I can repressurize my ears without yawning, just by flexing a muscle. Even less useful, I can focus my eyes to different distances without using the finger trick, which comes in handy never.
I tried to find stats on what proportion of people could do it, with claims of "a small number" through to "over half the population".
This study says 55% in the general population. It's also interesting as it's exploring the ability to use this voluntary rumble as a control method for assistive technology.
Next time you yawn, listen for a low rumbling sound. Some people can do that voluntarily. Apparently 55% of the general population, but many people think you could train almost anyone to do it with some practice.
I can focus my eyes to different distances without using the finger trick, which comes in handy never.
I'm assuming you're talking about convergence. When your eyes are physically turning inward to align on a nearby object, that's called convergence. Focusing is what your lenses do, although the technical term is "accommodation".
I'm excellent at controlling convergence, too.

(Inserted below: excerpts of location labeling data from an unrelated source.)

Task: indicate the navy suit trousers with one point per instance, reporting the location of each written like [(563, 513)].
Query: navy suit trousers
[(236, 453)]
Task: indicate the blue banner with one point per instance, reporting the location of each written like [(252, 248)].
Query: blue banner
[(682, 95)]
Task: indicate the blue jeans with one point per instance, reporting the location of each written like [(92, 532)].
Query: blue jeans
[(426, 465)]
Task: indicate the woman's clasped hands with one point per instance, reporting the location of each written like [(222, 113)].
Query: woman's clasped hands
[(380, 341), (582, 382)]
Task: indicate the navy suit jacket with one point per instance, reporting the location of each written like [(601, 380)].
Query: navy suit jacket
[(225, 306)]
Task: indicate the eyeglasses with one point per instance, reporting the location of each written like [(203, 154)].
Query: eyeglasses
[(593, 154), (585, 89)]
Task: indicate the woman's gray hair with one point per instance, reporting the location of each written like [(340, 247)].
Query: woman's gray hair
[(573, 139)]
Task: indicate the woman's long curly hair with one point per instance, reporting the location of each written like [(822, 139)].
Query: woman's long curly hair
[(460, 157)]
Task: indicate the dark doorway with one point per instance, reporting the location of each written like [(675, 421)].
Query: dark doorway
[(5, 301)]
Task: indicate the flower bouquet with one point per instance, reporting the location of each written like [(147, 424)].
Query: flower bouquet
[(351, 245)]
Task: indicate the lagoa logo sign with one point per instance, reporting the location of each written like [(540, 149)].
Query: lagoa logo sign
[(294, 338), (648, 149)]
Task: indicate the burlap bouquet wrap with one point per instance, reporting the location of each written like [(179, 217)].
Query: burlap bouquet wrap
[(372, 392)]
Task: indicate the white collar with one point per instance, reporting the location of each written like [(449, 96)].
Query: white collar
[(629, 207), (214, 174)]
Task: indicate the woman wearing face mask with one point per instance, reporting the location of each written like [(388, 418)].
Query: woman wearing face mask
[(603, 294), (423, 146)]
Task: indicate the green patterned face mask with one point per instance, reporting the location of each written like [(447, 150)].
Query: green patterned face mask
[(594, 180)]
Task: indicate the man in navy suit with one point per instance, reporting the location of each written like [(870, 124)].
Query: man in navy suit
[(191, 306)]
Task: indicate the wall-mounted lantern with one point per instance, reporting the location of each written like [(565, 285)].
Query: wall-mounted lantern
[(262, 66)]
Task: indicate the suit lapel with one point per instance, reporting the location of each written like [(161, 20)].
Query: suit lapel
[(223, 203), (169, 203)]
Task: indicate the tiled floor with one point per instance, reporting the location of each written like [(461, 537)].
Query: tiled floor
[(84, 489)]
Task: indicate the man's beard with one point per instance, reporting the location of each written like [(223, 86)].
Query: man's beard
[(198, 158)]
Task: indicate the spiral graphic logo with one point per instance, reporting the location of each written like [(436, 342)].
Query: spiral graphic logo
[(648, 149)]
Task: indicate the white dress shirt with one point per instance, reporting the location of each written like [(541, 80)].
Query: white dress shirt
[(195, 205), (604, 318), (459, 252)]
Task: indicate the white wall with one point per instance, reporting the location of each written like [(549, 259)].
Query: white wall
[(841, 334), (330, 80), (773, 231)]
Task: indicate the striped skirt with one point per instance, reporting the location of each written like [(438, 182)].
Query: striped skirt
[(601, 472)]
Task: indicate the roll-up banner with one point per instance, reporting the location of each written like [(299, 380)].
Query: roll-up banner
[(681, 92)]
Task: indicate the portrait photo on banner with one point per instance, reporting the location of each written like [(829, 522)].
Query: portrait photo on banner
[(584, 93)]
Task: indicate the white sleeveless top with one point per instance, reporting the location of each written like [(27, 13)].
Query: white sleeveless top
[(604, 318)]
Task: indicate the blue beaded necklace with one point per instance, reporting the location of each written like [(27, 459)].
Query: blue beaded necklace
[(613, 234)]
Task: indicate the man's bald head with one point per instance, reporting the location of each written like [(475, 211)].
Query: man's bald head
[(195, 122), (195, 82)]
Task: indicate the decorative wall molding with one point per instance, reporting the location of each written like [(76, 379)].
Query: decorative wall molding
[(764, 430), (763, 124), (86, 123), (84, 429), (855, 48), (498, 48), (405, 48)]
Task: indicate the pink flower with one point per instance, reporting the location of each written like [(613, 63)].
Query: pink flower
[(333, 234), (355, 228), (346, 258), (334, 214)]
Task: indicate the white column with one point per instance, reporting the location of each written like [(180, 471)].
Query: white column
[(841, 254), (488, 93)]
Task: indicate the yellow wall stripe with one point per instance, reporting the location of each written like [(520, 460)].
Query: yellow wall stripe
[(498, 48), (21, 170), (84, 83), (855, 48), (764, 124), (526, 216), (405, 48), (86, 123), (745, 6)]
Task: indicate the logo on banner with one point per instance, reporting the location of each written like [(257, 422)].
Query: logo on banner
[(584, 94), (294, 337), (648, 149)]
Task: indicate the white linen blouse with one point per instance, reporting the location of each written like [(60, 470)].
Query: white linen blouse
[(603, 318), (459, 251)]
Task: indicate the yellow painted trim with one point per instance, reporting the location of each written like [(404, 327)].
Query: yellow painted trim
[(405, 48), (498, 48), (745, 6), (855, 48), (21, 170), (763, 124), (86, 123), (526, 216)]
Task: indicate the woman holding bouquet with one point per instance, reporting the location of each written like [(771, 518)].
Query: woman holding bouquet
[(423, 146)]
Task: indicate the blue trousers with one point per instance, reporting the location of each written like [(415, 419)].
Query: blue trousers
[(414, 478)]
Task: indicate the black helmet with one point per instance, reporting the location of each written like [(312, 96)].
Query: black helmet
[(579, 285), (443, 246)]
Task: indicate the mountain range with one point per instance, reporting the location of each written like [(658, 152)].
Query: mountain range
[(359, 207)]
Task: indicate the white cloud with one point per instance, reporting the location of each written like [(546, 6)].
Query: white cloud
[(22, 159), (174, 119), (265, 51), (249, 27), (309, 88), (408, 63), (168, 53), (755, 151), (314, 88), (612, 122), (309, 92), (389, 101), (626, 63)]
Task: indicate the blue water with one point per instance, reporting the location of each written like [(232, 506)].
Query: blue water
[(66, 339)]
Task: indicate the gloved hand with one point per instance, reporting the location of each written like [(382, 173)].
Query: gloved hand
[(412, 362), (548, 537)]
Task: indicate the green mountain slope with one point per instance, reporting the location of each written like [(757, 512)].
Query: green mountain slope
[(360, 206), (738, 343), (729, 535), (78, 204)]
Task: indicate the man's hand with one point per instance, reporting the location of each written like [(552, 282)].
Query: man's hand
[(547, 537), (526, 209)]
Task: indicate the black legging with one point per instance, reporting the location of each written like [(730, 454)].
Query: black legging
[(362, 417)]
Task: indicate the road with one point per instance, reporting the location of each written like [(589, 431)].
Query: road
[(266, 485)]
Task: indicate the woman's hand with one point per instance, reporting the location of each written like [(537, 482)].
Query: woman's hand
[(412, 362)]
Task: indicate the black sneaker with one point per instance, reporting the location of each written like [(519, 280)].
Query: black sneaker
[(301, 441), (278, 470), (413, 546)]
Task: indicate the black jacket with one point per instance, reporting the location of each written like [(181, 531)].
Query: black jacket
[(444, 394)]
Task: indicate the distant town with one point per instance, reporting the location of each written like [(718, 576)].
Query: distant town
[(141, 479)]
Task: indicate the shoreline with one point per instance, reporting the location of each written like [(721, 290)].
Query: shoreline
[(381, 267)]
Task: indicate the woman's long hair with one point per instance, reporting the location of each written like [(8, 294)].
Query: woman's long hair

I can be looking at my phone screen (like right now) and diverge my eyes just enough to make neighboring letters overlap. Or diverge them so much I see two phone screens entirely. Or anything in between. Same with converging and going cross-eyed.
I can even diverge my eyes slightly further than parallel, making individual stars in the night sky look like two stars. But not by a lot. Looking at me, you'd probably just think was looking in the distance. I can't make my eyes look in different directions like a chameleon.
This does have one handy use: I can see those Magic Eye posters at will, in a split second, even across the room!
It'd probably come in handy if you started sports shooting. I do Olympic-style air pistol shooting, and part of what I'm currently training on is focusing my eye on the forward sight, not the target.